With STLR / LDAR you get sequential consistency, but only having to drain the store buffer before the next LDAR, not right away after each seq_cst store before other operations. I think real AArch64 HW does implement it this way, rather than simply draining the store buffer before committing an STLR.
Strengthening rel or acq_rel to seq_cst by using LDAR / STLR doesn't need to be expensive, unless you seq_cst store something, and then seq_cst load something else. Then it's just as bad as x86.
Some other ISAs (like PowerPC) have more choices of barriers and can strengthen up to mo_rel
or mo_acq_rel
more cheaply than mo_seq_cst
, but their seq_cst
can't be as cheap as AArch64; seq-cst stores need a full barrier.
So AArch64 is an exception to the rule that seq_cst
stores drain the store buffer on the spot, either with a special instruction or a barrier instruction after. It's not a coincidence that ARMv8 was designed after C++11 / Java / etc. basically settled on seq_cst being the default for lockless atomic operations, so making them efficient was important. And after CPU architects had a few years to think about alternatives to providing barrier instructions or just acquire/release vs. relaxed load/store instructions.
Try to build Dekkers or Petersons algorithm with just acquire/release semantics.
That won't work because acquire/release semantics doesn't provide [StoreLoad] fence.
In case of Dekkers algorithm:
flag[self]=1 <-- STORE
while(true){
if(flag[other]==0) { <--- LOAD
break;
}
flag[self]=0;
while(turn==other);
flag[self]=1
}
Without [StoreLoad] fence the store could jump in front of the load and then the algorithm would break. 2 threads at the same time would see that the other lock is free, set their own lock and continue. And now you have 2 threads within the critical section.

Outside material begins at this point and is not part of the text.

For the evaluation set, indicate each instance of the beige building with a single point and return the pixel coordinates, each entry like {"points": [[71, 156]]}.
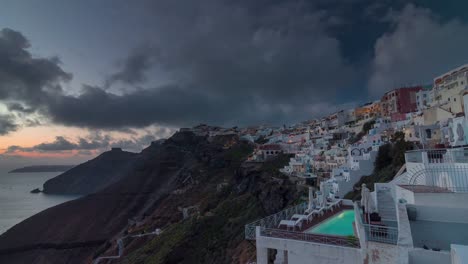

Still use the definition and example from memory_order. But replace memory_order_seq_cst with memory_order_release in store and memory_order_acquire in load.
Release-Acquire ordering guarantees everything that happened-before a store in one thread becomes a visible side effect in the thread that did a load. But in our example, nothing happens before store in both thread0 and thread1.
x.store(true, std::memory_order_release); // thread0
y.store(true, std::memory_order_release); // thread1
Further more, without memory_order_seq_cst, the sequential ordering of thread2 and thread3 are not guaranteed. You can imagine they becomes:
if (y.load(std::memory_order_acquire)) { ++z; } // thread2, load y first
while (!x.load(std::memory_order_acquire)); // and then, load x
if (x.load(std::memory_order_acquire)) { ++z; } // thread3, load x first
while (!y.load(std::memory_order_acquire)); // and then, load y
So, if thread2 and thread3 are executed before thread0 and thread1, that means both x and y stay false, thus, ++z is never touched, z stay 0 and the assert fires.
However, if memory_order_seq_cst enters the picture, it establishes a single total modification order of all atomic operations that are so tagged. Thus, in thread2, x.load then y.load; in thread3, y.load then x.load are sure things.